Before they saw the problem, the family had decided to sell.

“My dad’s health started turning [and] COVID left a bad taste” on labor, Hall Jr. said. “Big MSOs were buying up shops; we felt it was a good time.”

Consultant Laura Gay of Florida-based Consolidation Coach stepped in.

“It’s hard to keep the books clean, if you’re running a fast-paced, high-production collision shop,” she said.

“To take it to market,” material has to be structured for the gimlet-eyed, green eyeshade guys. Gay called the process “forensic financial analysis.”

Slowing Down

The list of financial must-haves -- multiple income and cost-of-goods accounts, separate labor costing for each area, profitability by profit center, taxes -- make you want to say, “Are you sure?”

She’s sure.

Hall added to the list: “assets, sales information, land, leases, list of employees and their certifications.”

“This is something all shop owners should do,” Gay said.
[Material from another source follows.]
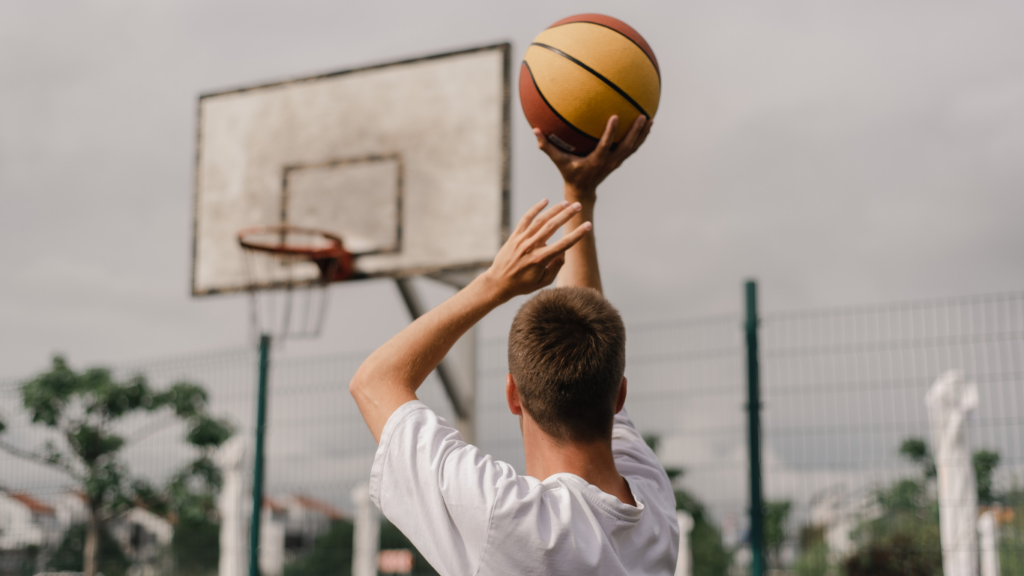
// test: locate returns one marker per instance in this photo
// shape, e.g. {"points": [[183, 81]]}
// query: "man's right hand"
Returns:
{"points": [[583, 173]]}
Employment issues crop up, again, too.

“Estimator, parts person, whoever closes the ticket, the actual person doing the books, coding it all properly,” Gay said. “You need people who embrace it.”

She said ideally collision centers do this as they go; often they don’t. “There’s always lug nuts that don’t get tightened.”
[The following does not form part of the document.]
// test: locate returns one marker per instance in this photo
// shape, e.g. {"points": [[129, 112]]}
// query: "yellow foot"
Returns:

Steve’s Auto Body created a whole new set of books for each shop, and filed amended tax returns as numbers clarified.

“There was a lot of unwinding to rewind,” Gay said.

Future Bright

“I didn’t want to sell to an MSO that wasn’t like us,” Steve Hall Jr. said. “Joe Hudson -- the quality, good reputation, they take care of their employees; they‘re not coming in to just completely change everything.”

Joe Hudson’s has more than 230 locations. This month it entered Ohio, its 17th state, and most recently bought shops in Georgia and Mississippi.

It had 194 shops in 15 states when it bought the Halls’ MSO, which was its entrance into Arkansas. JHCC CEO Brant Wilson said in a press release on the deal the consolidator would be “developing a successful Arkansas market with these new locations.”

Gay called buying a dominant mini-MSO “a platform opportunity for a consolidator.”

Joe Hudson’s website this month lists 12 Arkansas collision shops in its system.

The Halls have seen more health issues, and Hall Jr. said they can spend more time together.

And work slower, doing real estate development. The family kept the land the shops sit on, and lease it to the new owner. Hall Jr. called the lease “awesome.”

Five acres near one of the shops remain in the family; the Halls plan to develop a self-storage facility.

They work with the accountant who rebuilt the shops’ financials.

“She’s very black and white,” Hall Jr. said.